Regarding our Medigap plans, aren’t we allowed to switch to a different carrier if we keep the same plan?
I suppose I could Google for this question.
Depends on your state. In almost all states the answer is no. I wanted to switch from UH Plan F to Plan G but I failed medical underwriting and was refused. The situation would be the same if I wanted to change carriers, unless one waived underwriting.
I don’t favor MA because of limits on access, but I don’t understand the connection with assets.
With the MA plans, it’s my understanding that some coverages for major procedures may be limited, leaving the individual with potentially huge out of pocket costs. Not a big deal if you’re broke and can’t pay. Big deal if you have assets they can go after.
I’m with David. I am aware of concepts like beta and yield curves, in the same way I am aware of quantum mechanics and string theory. Just as I can live successfully in the physical world without understanding the latter, I can invest successfully without understanding the former.
The most basic decision in investing is your asset allocation. Since that’s a function of your age, your ability to take risk and your need to take risk, it’s as much a psychological as a financial decision. Once you’ve made it, all you need are plain vanilla index funds. If the information section of this website doesn’t have all you need, I suggest the wiki at https://bogleheads.org/
I’m comfortable with investing and staying away from things I don’t want to get involved with. I’d like to have more knowledge on tax strategies. I need a good tax advisor who will sit down at the coffee shop discussing strategies. I read many articles about it, but those seem to be for someone in an ideal world.
Not a lot of knowledge for managing investments – a simple target date fund will get you there. For other aspects of finance – such as spending down when retired and social security claiming strategy, etc. everyone is likely to need help.
Dan, compared to the financial wisdom of Jonathan Clements and Adam Grossman, I am probably in the stumble, bumble category however I do have years of experience, which may count for something.
I would say that your ability to manage your own investments depends upon your risk tolerance. If you are conservative minded, it should be very easy to track your progress. However, more complex instruments of investing might require a little more guidance and, as you will know, everything has a tax angle, I happen to think that is the more difficult problem to navigate and you might have an advantage there.
There is also fear and greed to be dealt with. I have an over abundance of fear, and so the majority of my investments are in the conservative category which aligns with my age and stage of life as far as risk is concerned. So you will also want to take your particular situation into consideration..
Just to allay any fears, you might have about your investing style. You may wish to engage a financial planner who is a fee based advisor you could do this intermittently rather than commit to a full-time advisor.
Good luck Dan. you seem to be doing very well.
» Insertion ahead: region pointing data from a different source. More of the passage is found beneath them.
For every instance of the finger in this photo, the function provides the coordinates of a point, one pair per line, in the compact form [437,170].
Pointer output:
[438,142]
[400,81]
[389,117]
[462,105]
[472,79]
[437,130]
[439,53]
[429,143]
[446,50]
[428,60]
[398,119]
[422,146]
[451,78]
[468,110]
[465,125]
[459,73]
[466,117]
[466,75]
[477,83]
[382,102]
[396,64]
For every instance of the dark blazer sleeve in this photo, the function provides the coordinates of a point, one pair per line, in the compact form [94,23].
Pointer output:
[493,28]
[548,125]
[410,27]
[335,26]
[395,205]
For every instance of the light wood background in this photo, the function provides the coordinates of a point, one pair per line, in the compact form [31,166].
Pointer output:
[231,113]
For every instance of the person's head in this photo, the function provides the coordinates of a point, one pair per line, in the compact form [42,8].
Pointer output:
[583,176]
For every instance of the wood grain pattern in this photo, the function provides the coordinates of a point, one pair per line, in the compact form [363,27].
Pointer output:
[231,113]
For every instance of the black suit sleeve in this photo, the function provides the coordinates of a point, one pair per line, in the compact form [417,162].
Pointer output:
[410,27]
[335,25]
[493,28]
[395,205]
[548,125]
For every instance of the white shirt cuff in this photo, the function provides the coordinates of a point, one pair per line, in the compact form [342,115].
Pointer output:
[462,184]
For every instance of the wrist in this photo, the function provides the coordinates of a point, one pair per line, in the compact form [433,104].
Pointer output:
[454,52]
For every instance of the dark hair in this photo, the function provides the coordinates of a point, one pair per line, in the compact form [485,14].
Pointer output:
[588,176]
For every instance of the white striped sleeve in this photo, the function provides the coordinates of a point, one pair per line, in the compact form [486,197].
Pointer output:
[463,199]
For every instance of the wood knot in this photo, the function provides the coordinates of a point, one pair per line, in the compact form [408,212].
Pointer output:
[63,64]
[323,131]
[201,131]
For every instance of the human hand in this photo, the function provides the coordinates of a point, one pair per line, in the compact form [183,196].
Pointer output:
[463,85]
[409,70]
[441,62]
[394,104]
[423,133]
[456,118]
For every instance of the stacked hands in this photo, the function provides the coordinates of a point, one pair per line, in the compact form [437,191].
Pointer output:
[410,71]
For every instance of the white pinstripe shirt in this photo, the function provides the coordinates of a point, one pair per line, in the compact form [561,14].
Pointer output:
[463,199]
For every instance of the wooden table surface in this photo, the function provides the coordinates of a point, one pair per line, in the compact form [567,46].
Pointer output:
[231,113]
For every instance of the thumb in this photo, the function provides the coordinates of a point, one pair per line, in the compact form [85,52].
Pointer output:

I admire your courage and ambition in carving out a new career for yourself in retirement with your tax business.
Added: Dan, you must be an old movie buff too.
I didn’t miss that the title of your post is from a line spoken by Fredo in The Godfather movie.
Too funny.
Marjorie, that line must be embedded in my subconscious. I only remembered it from the Godfather when reading your post.
I would be considered the opposite of you. I don’t understand the concepts that you listed as I am a simple index investor who saved early and often. Since the people you list also believe in the same concepts I could converse with them without difficulty. I suggest you ignore the former, and learn from the latter. If you do then you should have no difficulty managing your own money.
As I have taught my daughter nowadays you don’t even need to be smart to amass a significant portfolio. Just follow the above precepts and use a target retirement fund.